Moradores de Rua – necessidade urgente de Atendimento Odontológico
Por Professora Dra Regina Ferraz Mendes e Mestranda Raíssa Marielly Parente Bernardino
Há uma canção que diz “Você já passou por mim/E nem olhou pra mim”. Os versos, carregados de significados sociais, se encaixam perfeitamente no contexto das pessoas em situação de rua, que, em sua imensa maioria, não são percebidas – ou são ignoradas – por quem passa por elas.
Os moradores de rua ou População em Situação de Rua (PSR) são pessoas que, em sua maioria, não são percebidas por quem passa por elas ou são ignoradas por não estarem visivelmente inseridas na sociedade. Assim, é importante que este grupo seja reconhecido na sociedade e, por isso, detentor de direitos. Em saúde, as desigualdades sociais são mais notadas diante do adoecer e morrer, momentos em que são necessárias práticas para redução dessas desigualdades, de modo a garantir condições de vida e saúde mais dignas para todos.
Pesquisas realizadas com população em situação de rua confirmam uma grande necessidade de ações em saúde bucal e destacam a dificuldade de acesso desse grupo a ações e serviços de saúde, principalmente nas unidades básicas de saúde, fazendo com que a assistência à PSR se restrinja essencialmente a serviços de urgência/emergência.
A qualidade de vida relacionada a saúde bucal reflete o conforto das pessoas ao comer ou dormir, a ausência de efeitos negativos das condições bucais na vida social das mesmas e a satisfação delas em relação à sua saúde bucal. Problemas de saúde bucal podem restringir as atividades cotidianas, causando afastamento no trabalho e/ou escola, provocando sofrimento e impactando negativamente na qualidade de vida. Estas alterações podem determinar diminuição da autoconfiança pessoal, repercutindo negativamente nas relações sociais, econômicas, educacionais e/ou ocupacionais.
Uma pesquisa realizada entre janeiro e outubro de 2018 pelo Programa de Pós-graduação em Odontologia da Universidade Federal do Piauí no Centro de referência especializado para população em situação de rua (Centro POP) de Teresina, avaliou as condições bucais e o impacto destas na qualidade de vida da população em situação de rua. Foi observado que as condições de saúde bucal como cárie, presença de fístula, sangramento, bolsas periodontais (perda da aderência e aprofundamento da gengiva ao redor do dente) e exodontia (extração) afetam negativamente a vida da população em situação de rua. Este impacto negativo na qualidade de vida se manifesta principalmente pela presença dor e vergonha devido a ausência dos dentes.
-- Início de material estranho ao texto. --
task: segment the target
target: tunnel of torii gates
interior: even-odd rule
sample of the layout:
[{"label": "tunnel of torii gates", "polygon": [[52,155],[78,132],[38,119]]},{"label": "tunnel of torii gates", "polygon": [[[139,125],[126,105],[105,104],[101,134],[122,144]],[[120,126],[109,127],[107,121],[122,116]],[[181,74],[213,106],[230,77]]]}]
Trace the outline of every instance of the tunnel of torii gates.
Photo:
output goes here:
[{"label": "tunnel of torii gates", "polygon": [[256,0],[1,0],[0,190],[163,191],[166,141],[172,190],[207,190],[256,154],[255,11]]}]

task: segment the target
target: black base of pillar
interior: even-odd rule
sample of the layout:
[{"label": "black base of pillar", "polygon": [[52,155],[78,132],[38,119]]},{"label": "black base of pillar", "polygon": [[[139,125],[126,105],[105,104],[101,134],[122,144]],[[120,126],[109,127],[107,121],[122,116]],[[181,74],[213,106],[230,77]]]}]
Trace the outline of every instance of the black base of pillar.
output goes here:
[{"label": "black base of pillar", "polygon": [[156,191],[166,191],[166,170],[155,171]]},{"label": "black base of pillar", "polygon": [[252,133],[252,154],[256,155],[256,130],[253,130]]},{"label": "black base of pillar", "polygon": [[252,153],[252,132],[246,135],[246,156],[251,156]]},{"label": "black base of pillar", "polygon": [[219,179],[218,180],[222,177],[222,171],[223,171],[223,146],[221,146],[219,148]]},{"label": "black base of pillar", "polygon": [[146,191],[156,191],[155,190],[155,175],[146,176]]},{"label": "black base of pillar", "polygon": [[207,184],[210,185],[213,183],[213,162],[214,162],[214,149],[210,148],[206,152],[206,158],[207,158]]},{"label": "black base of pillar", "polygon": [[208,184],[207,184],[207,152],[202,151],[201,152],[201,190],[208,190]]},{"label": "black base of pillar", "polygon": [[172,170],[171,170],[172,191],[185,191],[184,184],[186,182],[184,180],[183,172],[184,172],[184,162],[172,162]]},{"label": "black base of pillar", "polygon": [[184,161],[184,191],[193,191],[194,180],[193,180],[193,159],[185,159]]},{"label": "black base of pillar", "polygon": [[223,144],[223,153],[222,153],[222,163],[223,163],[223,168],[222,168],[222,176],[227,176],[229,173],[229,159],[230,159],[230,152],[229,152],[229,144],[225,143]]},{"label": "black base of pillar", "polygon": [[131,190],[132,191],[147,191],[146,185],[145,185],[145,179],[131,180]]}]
Aqueles com menor escolaridade e as mulheres estão entre os que apresentam maior impacto negativo na qualidade de vida relacionada a saúde bucal.
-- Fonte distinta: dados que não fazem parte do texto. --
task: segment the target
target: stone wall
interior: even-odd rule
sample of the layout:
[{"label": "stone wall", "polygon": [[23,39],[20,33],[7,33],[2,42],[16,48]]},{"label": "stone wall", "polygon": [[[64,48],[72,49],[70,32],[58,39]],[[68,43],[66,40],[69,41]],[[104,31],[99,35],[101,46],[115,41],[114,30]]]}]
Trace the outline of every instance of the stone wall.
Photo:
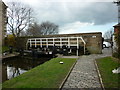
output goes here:
[{"label": "stone wall", "polygon": [[22,47],[25,48],[27,39],[29,38],[49,38],[49,37],[83,37],[86,42],[86,48],[90,53],[102,53],[102,33],[76,33],[76,34],[58,34],[58,35],[44,35],[39,37],[20,37]]},{"label": "stone wall", "polygon": [[4,45],[4,37],[6,33],[6,9],[7,6],[0,0],[0,45]]}]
Foi observado também que as pessoas em situação de rua apresentam uma maior quantidade de exodontias em relação a tratamento restaurador, o que pode ser um reflexo da negligência aos cuidados de saúde bucal. Indica que quando estas pessoas tem acesso a tratamento, na maioria das vezes a única opção é o tratamento não conservador. O acesso antecipado aos serviços odontológicos deve ser de interesse para profissionais de saúde e formuladores de políticas públicas. A saúde bucal é mais um desafio entre tantos enfrentado por esta população que vive situações complexas. Os resultados deste trabalho poderão ajudar no planejamento de estratégias de tratamento, a nível de indivíduo ou populacional e na formulação de serviços e políticas públicas relacionadas as práticas odontológicas.